Mantan Gubernur DKI Jakarta Ahok mengajukan PK atas vonis perkaranya ke MA pada 2 Februari 2018. PK tersebut terkait vonis 2 tahun penjara dalam kasus penondaan agama yang dijatuhkan majelis hakim pada Mei 2017.
Terlepas dari peninjauan PK, melalui akun instagram milik Ahok, tim adminnya justru mengunggah teka-teki tentang siapa yang mencukur rambut Ahok. Unggahan ini menjelaskan tulisan tangan Ahok yang menjelaskan siapa penggunting rambutnya.

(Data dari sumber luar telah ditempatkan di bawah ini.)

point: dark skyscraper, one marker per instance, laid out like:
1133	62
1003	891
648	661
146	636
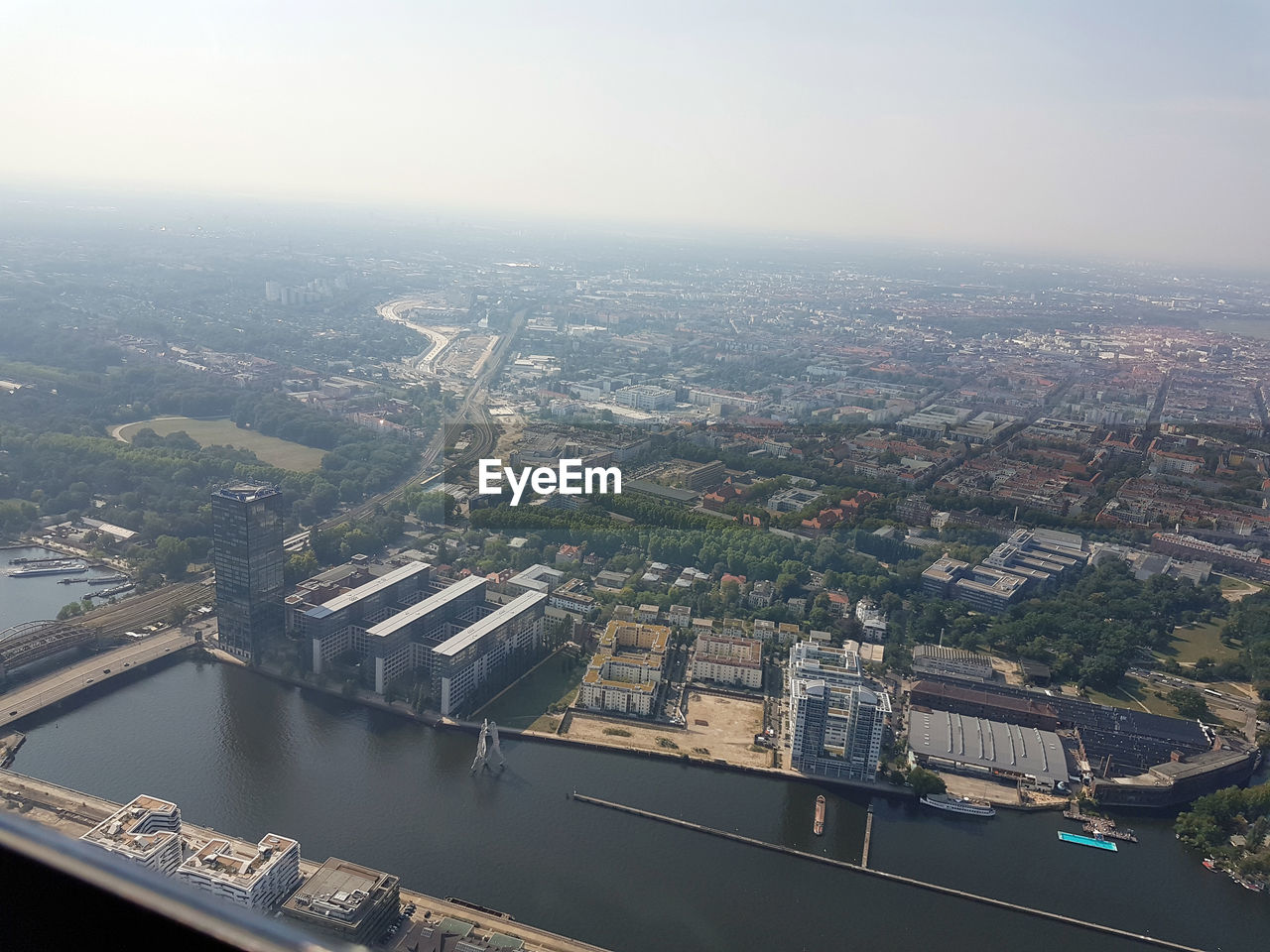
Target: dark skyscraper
246	537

Dalam postingan itu terungkap bahwa pemotong rambut Ahok bukan tukang cukur khusus yang didatangkan dari luar. Ahok menulis bahwa pemotong rambutnya itu bernama Pak Kumis.
Sosok Pak Kumis ini rupanya adalah tukang cukur khusus untuk ribuan anggota Brimob yang ada. Diceritakan, Pak Kumis ini mampu memotong rambut 30-40 anggota Brimob per hari.
“Saya di sini rambutnya dipotong oleh Pak Kumis yang bisa memotong rambut 30-40 Brimob/hari,” tulis Ahok.
Sebagai tukang cukur, tentu saja, Pak Kumis harus memegang kepala Ahok. Memang memegang kepala Ahok bukan untuk meledek atau merendahkan, tetapi untuk merapikan rambut Ahok.